NTEU, SEC Sign New Collective Bargaining Agreement

Press Release November 9, 2007

Washington, D.C. — The National Treasury Employees Union (NTEU) has signed a new collective bargaining agreement with the Securities and Exchange Commission (SEC) that provides agency employees with new and enhanced rights and benefits encompassing several workplace issues such as compensatory time, leave sharing and telework.

NTEU President Colleen M. Kelley praised the union’s success in the face of a tough negotiating atmosphere, saying that the new labor-management contract will go far toward making the SEC one of the most employee-friendly agencies in the federal government.

“Not only did we retain and improve upon several key employee rights and benefits, but we also successfully prevented many one-sided workplace proposals that the SEC tried to implement,” President Kelley said.

Some of the benefits provided by NTEU-SEC collective bargaining agreement are:

An expanded telework program allowing employees to work from home for three, four, and, in some cases, five days per week;

A new compressed 4/10 work schedule that allows employees to work four ten-hour days and take off one day per week.

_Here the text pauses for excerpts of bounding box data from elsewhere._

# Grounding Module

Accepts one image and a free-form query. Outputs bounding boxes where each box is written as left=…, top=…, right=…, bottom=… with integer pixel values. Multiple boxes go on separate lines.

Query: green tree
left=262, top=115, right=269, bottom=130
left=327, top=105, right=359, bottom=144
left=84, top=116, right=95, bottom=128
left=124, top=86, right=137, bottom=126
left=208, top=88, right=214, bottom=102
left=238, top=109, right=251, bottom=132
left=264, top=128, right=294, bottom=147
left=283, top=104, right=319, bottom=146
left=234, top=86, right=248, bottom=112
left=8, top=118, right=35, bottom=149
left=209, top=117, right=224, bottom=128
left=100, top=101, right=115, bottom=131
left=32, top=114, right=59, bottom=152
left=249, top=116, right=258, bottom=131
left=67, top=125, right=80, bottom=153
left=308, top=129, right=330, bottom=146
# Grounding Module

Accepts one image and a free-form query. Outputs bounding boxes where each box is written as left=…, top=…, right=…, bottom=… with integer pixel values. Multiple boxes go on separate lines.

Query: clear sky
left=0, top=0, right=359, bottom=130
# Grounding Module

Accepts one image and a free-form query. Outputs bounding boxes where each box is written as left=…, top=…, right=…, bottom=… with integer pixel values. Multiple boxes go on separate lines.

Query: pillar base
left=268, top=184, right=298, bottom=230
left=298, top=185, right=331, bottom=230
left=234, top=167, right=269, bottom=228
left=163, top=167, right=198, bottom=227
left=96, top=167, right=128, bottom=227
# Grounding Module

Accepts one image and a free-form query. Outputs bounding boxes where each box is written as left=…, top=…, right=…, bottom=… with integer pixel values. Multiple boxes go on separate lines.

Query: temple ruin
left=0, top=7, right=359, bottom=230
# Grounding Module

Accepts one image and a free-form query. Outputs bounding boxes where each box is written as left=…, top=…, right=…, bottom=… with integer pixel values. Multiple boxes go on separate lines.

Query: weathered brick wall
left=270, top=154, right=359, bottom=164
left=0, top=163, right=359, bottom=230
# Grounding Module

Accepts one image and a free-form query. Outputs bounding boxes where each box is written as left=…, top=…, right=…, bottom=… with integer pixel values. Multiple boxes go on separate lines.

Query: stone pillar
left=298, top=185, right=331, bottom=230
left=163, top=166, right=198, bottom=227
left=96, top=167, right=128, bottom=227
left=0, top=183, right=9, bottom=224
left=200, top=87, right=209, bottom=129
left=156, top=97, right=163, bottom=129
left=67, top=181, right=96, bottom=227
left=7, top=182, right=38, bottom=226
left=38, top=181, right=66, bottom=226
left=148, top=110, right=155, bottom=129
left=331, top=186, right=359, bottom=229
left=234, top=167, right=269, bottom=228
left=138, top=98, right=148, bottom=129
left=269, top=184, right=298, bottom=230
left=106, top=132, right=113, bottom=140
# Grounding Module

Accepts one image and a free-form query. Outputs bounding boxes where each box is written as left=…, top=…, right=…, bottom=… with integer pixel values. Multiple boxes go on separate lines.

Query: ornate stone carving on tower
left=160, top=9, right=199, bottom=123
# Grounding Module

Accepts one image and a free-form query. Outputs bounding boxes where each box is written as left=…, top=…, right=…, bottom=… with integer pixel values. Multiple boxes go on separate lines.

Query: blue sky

This benefit comes in addition to a 5-4/9 work schedule already in place, which allows employees to work eight nine-hour days and take off one day every two weeks;

A leave sharing program that allows enrolled employees to use annual leave that has been donated to a special “leave bank” by their colleagues when faced with a sudden medical emergency; and

Compensatory time off for travel.

Some of the misguided, pro-management workplace recommendations that NTEU successfully blocked included allowing managers the ability to unilaterally remove employees from a 5-4/9 work schedule at any time, for any reason; efforts to strip employees’ right to grieve merit pay decisions; and a plan that would have required employees requesting advanced sick leave to take at least five consecutive days off.

Kelley said the new NTEU-SEC agreement will improve employee morale and serve as a model for other collective bargaining agreements.

“While employees in other agencies have seen their rights and benefits stalled or eroded, SEC employees will see substantial improvements to a workplace contract that was already strong,” she said.

NTEU is the largest independent federal union, representing 150,000 employees in 31 agencies and departments, including about 2,500 in the SEC.